I don't think this is true, but I don't know this for sure.
From what I have read it seems that 'only' Bloomberg, Meta and Microsoft that uses c++ with exceptions.
And since both microsoft and meta are adopting rust in their services it seems to me that they are looking for another language than C++. (why else adopt a new language?)
LLVM has been for quite some time driven by Apple and Google.
WebKit, another Apple child.
Qt, it has to support environments where exceptions are not allowed, otherwise they would be losing customers, specially since Qt is older than C++98.

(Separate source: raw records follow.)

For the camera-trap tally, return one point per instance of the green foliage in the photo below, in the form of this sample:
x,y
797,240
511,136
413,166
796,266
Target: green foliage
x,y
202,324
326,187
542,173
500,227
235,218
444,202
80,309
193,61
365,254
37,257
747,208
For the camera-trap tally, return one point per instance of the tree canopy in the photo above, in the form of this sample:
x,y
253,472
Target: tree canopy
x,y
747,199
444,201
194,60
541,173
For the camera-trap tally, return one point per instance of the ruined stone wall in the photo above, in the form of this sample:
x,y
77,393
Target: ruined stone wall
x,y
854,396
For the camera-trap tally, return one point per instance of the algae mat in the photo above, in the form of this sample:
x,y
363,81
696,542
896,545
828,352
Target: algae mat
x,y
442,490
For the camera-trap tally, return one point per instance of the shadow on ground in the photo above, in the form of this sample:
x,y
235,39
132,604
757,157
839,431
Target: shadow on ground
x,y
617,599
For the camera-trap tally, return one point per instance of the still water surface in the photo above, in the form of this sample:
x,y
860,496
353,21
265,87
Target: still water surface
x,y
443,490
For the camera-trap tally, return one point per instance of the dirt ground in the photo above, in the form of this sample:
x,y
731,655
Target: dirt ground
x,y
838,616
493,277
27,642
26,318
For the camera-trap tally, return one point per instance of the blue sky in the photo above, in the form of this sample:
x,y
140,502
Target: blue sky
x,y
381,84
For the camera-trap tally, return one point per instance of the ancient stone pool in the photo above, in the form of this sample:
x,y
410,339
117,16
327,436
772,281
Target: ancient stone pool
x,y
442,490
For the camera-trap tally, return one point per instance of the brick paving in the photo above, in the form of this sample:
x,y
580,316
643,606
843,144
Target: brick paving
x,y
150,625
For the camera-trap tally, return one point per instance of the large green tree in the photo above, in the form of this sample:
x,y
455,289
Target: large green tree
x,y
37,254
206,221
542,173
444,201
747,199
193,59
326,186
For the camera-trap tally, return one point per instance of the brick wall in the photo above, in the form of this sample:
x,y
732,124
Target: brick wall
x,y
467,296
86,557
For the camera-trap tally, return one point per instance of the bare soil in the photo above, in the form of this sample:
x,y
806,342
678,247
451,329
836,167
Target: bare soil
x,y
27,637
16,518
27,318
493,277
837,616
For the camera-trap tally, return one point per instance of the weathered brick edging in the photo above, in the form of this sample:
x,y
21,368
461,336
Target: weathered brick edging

gcc, was initially written in C, and for quite long time had a mixed code base with minimal C++.
The companies adopting Rust aren't doing so because of lack of exceptions, they would still adopt Rust if the language had exceptions support (which panic and std::ops::Try kind of are), rather due to the type safety that C and C++ aren't able to provide.
You would be surprised how many games actually do support exceptions.
And since both microsoft and meta are adopting rust in their services it seems to me that they are looking for another language than C++. (why else adopt a new language?)
Following seems not to use exceptions(?)
LLVM: https://llvm.org/docs/CodingStandards.html#do-not-use-rtti-o...
AWS: (seems to be using Google's guidelines to be fair)
Webkit: https://gist.github.com/derofim/df604f2bf65a506223464e3ffd96...
Qt: https://doc.qt.io/qt-6/exceptionsafety.html
gcc: https://gcc.gnu.org/codingconventions.html#Exceptions
Unreal: (not totally sure, but I think it uses error codes internally)
Most of the embedded world. + any console game you ever played or heard of.